What does LAC‑S recommend?
Two of the eight measures made it through the consultation and LAC‑S with success:‘the optimisation of founders’ rights relating to organisational changes by means of extending the founder’s right of modification within the deed of foundation, and the simplification of changes to the deed of foundation.’ If these proposals were to enter into force, they would bring important changes with them, such as potentially increasing the attractiveness of the situation for founders and possibly creating a slightly quicker pace within foundations,which could relieve stakeholders within the charitable sector from the sense of the burden of obligation.
LAC‑S took a rather inconsistent stance on the six other suggestions, sometimes siding with the majority opinion, sometimes against it, and in case of doubt, coming down on the side of the cantonal majority (which, when it comes to the Council of States, should not really be a surprise). Not all the conclusions drawn by the Committee have a plausible ring to them, by far. For example, it missed an opportunity by turning down the option of the ‘clearer regulation of complaints made to the supervisory authority for foundations’, despite the fact that two-thirds of participants in the consultation were in favour of this. The existence of the option to file a complaint with the supervisory authority for foundations could play a part in improving the reputation of Switzerland’s charitable sector.
LAC‑S sided with the dissenting majority opinion for the proposal relating to the initiative for a ‘limitation of liability for voluntary members of executive bodies’, such as the members of a board of trustees.
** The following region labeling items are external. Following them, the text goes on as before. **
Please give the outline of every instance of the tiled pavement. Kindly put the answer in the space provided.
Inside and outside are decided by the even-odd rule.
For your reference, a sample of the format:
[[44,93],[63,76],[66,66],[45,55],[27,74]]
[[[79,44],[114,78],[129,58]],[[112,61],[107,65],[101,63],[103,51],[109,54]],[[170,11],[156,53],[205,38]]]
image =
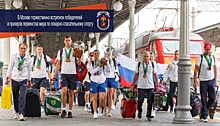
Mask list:
[[[117,105],[116,109],[112,111],[112,117],[99,117],[98,119],[93,119],[93,115],[85,112],[84,107],[74,106],[73,107],[73,118],[60,118],[59,116],[45,116],[42,113],[41,118],[26,118],[25,122],[19,122],[14,120],[14,111],[13,108],[9,110],[3,110],[0,108],[0,126],[170,126],[177,125],[181,126],[184,124],[172,124],[174,114],[168,112],[157,112],[156,117],[152,119],[151,122],[147,121],[147,118],[143,115],[142,119],[123,119],[120,115],[120,105]],[[146,108],[146,107],[144,107]],[[146,113],[143,112],[143,114]],[[189,124],[187,124],[188,126]],[[209,123],[203,123],[202,121],[195,118],[195,124],[191,124],[192,126],[220,126],[220,113],[215,114],[215,119],[210,120]],[[189,125],[190,126],[190,125]]]

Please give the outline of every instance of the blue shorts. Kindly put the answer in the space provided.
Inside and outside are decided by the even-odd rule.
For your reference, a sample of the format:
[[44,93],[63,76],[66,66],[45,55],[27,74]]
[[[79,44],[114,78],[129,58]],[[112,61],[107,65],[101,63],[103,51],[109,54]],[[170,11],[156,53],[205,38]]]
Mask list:
[[115,78],[106,78],[105,87],[106,88],[115,88]]
[[120,84],[119,84],[119,81],[115,81],[115,87],[114,88],[120,88]]
[[76,90],[76,74],[61,74],[61,87]]
[[90,93],[95,94],[98,92],[106,92],[105,83],[98,84],[98,83],[92,81],[90,83]]

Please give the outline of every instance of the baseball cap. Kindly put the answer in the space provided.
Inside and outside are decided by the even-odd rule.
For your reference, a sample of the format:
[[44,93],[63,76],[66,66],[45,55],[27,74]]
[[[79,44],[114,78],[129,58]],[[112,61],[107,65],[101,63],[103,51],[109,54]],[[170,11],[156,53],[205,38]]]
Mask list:
[[93,52],[90,52],[90,53],[89,53],[89,56],[94,56],[94,53],[93,53]]
[[210,42],[206,42],[204,45],[204,49],[212,49],[212,44]]

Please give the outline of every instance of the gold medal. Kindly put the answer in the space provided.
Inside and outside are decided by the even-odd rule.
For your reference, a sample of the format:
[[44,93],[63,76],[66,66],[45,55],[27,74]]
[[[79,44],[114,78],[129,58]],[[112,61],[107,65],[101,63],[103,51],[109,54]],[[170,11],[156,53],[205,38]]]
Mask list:
[[66,62],[70,62],[70,59],[66,59]]
[[40,66],[37,65],[36,68],[37,68],[37,69],[40,69]]

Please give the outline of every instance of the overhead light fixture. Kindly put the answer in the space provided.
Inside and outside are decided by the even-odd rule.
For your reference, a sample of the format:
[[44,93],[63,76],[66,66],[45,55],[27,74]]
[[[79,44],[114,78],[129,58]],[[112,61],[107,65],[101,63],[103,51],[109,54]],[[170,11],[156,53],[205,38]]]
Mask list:
[[12,4],[16,9],[19,9],[22,7],[22,0],[14,0]]
[[93,39],[94,37],[95,37],[95,35],[94,35],[93,32],[89,33],[89,38],[90,38],[90,39]]
[[117,0],[114,5],[113,8],[115,11],[120,11],[123,8],[122,3],[120,2],[120,0]]

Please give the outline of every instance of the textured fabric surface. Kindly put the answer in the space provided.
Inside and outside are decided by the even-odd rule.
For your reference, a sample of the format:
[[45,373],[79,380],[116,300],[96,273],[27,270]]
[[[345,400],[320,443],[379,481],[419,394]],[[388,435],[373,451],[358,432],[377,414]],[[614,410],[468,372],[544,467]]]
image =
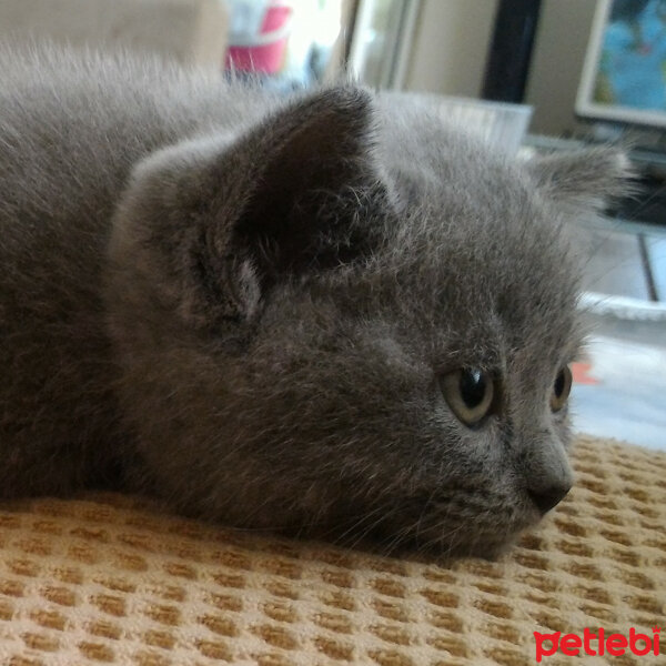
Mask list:
[[0,664],[522,666],[533,632],[652,636],[666,455],[583,437],[575,466],[569,497],[497,563],[243,534],[119,495],[0,505]]

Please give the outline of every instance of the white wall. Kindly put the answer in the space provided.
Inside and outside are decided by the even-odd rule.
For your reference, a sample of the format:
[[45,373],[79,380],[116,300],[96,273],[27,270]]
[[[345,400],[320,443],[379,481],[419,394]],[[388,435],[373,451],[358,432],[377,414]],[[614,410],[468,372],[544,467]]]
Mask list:
[[422,0],[405,89],[478,97],[497,0]]
[[574,103],[595,0],[544,0],[525,101],[534,107],[531,132],[563,134],[575,124]]
[[[543,0],[525,101],[532,132],[563,134],[574,102],[596,0]],[[423,0],[405,88],[478,97],[497,0]]]

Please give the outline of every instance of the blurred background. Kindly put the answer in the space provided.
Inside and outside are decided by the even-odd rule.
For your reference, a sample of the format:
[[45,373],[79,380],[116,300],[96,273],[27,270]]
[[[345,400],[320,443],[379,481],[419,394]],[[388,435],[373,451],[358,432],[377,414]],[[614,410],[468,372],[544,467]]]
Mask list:
[[0,41],[23,39],[285,92],[351,75],[521,157],[630,141],[638,193],[571,230],[596,331],[575,423],[666,447],[666,0],[0,0]]

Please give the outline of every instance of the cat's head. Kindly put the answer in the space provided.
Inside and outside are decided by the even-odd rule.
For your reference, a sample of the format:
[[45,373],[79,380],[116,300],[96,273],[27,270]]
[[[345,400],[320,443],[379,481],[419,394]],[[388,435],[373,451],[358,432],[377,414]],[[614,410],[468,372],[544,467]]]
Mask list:
[[107,295],[153,482],[232,524],[492,555],[572,485],[563,223],[624,171],[349,88],[149,158]]

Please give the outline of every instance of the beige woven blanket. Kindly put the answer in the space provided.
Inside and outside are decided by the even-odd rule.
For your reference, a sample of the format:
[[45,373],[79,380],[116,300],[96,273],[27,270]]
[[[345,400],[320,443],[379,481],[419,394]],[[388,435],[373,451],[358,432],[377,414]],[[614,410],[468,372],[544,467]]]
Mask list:
[[[527,666],[535,632],[656,626],[666,654],[666,454],[582,438],[575,466],[498,563],[239,534],[117,495],[1,505],[0,664]],[[666,664],[654,643],[551,646],[542,664]]]

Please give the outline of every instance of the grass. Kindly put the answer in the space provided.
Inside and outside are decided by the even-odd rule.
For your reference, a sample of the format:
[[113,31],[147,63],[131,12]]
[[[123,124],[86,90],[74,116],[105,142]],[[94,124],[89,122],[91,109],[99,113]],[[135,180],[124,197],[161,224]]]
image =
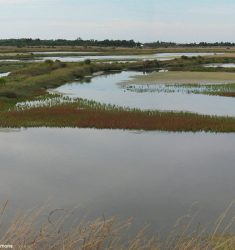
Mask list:
[[[194,215],[179,218],[164,239],[143,226],[131,232],[133,220],[124,222],[117,218],[98,218],[78,221],[73,211],[56,209],[46,213],[44,208],[21,213],[11,219],[0,237],[0,244],[13,245],[16,250],[233,250],[235,236],[231,230],[234,219],[228,223],[228,213],[233,203],[219,216],[214,227],[191,230]],[[1,226],[5,219],[7,203],[0,211]],[[71,220],[72,219],[72,220]],[[69,226],[66,222],[70,221]],[[71,221],[75,221],[72,223]]]
[[185,72],[174,71],[148,75],[136,76],[133,81],[135,84],[221,84],[235,83],[235,73],[227,72]]
[[[19,64],[19,68],[5,77],[0,85],[0,126],[1,127],[83,127],[111,129],[143,129],[162,131],[212,131],[235,132],[235,118],[213,117],[183,112],[140,111],[101,105],[86,100],[58,101],[48,96],[48,88],[56,88],[73,80],[82,80],[96,72],[121,71],[123,69],[141,69],[159,67],[159,62],[135,62],[98,64],[90,62],[62,63],[46,61],[44,63]],[[153,73],[136,78],[139,82],[173,81],[186,79],[198,82],[198,78],[207,81],[233,81],[235,74],[226,72],[168,72]],[[160,80],[159,80],[160,79]],[[218,80],[220,79],[220,80]],[[175,80],[174,80],[175,83]],[[219,85],[218,85],[219,86]],[[230,88],[232,84],[228,85]],[[231,89],[230,89],[231,90]],[[221,92],[222,93],[222,92]],[[228,92],[226,92],[228,93]],[[230,94],[233,94],[230,91]],[[46,100],[47,105],[16,109],[19,102]]]
[[25,98],[39,94],[46,94],[48,88],[56,88],[64,83],[93,73],[123,69],[142,69],[156,67],[157,62],[135,62],[135,63],[62,63],[60,61],[46,61],[44,63],[25,64],[23,68],[14,70],[6,77],[4,86],[0,86],[0,97]]
[[[143,87],[144,85],[164,84],[161,91],[165,92],[183,91],[194,94],[235,97],[235,72],[155,72],[136,76],[123,83],[124,87],[132,91],[145,91],[144,89],[133,88],[132,84],[135,84],[135,86],[142,85]],[[146,89],[146,91],[154,91],[154,89]],[[160,90],[156,89],[155,91]]]
[[[88,100],[1,112],[1,127],[80,127],[160,131],[235,132],[235,118],[183,112],[140,111]],[[7,107],[5,107],[6,109]]]

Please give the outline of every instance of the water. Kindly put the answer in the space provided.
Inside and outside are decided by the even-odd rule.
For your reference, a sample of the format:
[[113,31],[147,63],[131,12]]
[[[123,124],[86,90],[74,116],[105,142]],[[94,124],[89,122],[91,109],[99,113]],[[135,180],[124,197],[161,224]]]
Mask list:
[[7,73],[0,73],[0,78],[1,77],[6,77],[6,76],[9,76],[10,75],[10,72],[7,72]]
[[[33,54],[70,54],[74,52],[65,52],[65,51],[51,51],[51,52],[33,52]],[[77,56],[46,56],[46,57],[38,57],[35,60],[12,60],[12,59],[1,59],[0,61],[8,61],[8,62],[43,62],[45,60],[60,60],[62,62],[81,62],[86,59],[90,59],[92,61],[117,61],[117,62],[128,62],[128,61],[139,61],[139,60],[159,60],[159,61],[167,61],[175,58],[179,58],[181,56],[210,56],[215,53],[157,53],[157,54],[147,54],[147,55],[86,55],[93,54],[97,52],[77,52]],[[99,52],[98,52],[99,53]],[[80,55],[79,55],[80,54]],[[223,54],[223,53],[217,53]]]
[[0,197],[15,211],[49,202],[88,218],[171,228],[197,202],[209,223],[234,200],[235,134],[27,129],[0,132]]
[[235,63],[211,63],[204,65],[206,68],[235,68]]
[[68,83],[55,89],[55,91],[69,97],[92,99],[101,103],[140,108],[142,110],[157,109],[162,111],[188,111],[208,115],[235,116],[235,99],[232,97],[188,94],[177,91],[172,93],[166,93],[165,91],[135,92],[118,84],[138,74],[142,73],[122,72],[97,76],[90,80],[88,79],[89,83]]
[[94,51],[39,51],[39,52],[31,52],[34,55],[50,55],[50,54],[99,54],[101,52],[94,52]]

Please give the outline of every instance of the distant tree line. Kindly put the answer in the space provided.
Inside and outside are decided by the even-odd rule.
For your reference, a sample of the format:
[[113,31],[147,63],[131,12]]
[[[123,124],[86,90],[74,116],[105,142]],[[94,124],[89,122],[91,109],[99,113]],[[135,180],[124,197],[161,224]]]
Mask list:
[[150,48],[168,48],[168,47],[232,47],[235,43],[231,42],[215,42],[215,43],[175,43],[175,42],[162,42],[156,41],[151,43],[140,43],[134,40],[109,40],[105,39],[102,41],[90,39],[83,40],[78,38],[75,40],[56,39],[56,40],[42,40],[32,38],[21,38],[21,39],[0,39],[0,46],[16,46],[16,47],[28,47],[28,46],[98,46],[98,47],[150,47]]
[[200,43],[174,43],[174,42],[152,42],[152,43],[145,43],[145,47],[151,48],[168,48],[168,47],[232,47],[235,46],[235,43],[231,42],[215,42],[215,43],[207,43],[207,42],[200,42]]
[[78,38],[76,40],[56,39],[56,40],[41,40],[41,39],[0,39],[0,46],[100,46],[100,47],[140,47],[141,43],[134,40],[103,40],[98,41],[94,39],[83,40]]

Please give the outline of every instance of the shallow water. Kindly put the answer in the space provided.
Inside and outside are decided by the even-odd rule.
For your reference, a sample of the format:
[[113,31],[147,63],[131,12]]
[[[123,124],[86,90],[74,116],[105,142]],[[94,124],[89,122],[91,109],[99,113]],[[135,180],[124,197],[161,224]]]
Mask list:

This can be interpreted as a ‘verdict’ against foundations, suggesting that they are not to enjoy special treatment.
The three provisions relating to tax law fared worse of all: LAC‑S was not interested in pursuing them further, predominantly in line with the findings of the consultation. These provisions include the ‘regular publication of data about tax-exempt charitable organisations’. This is an old, important postulate, though 21 out of 26 cantons rejected it, mostly due to fears of additional bureaucracy. If it remains rejected, this would be good news for private firms who operate charity databases behind paywalls, such as StiftungSchweiz, publisher of this magazine: they would not have to worry about competition from the public sector in the future.
The Committee also agreed with the cantons’ clear majority opinion on the issue of the ‘privileged tax status of donations made from an individual’s estate and the possibility of concluding a donation agreement for subsequent assessment periods, along with the possibility of providing strategic management bodies with appropriate recompense, without this leading to the rejection or removal of the tax exemption that goes with their non-profit status’. In this instance, the risk of disincentives is viewed as being too great.
To date, the Luginbühl parliamentary initiative has not met with roaring success. In light of this assessment by LAC‑S, it will be a challenge to convince a parliamentary session of the benefits of the six proposals it rejected. I believe that the individuals who launched the initiative have exhausted their resources too early. They need to admit that they will not be able to win any arguments with the doomsday scenarios they describe. People may well still believe that cantons are only too happy to accept payments from foundations’ profits for projects and all kinds of funding objectives, while cantonal tax offices and finance departments perceive the charitable organisations offering this third-party funding to be organisations enjoying troublesome tax privileges.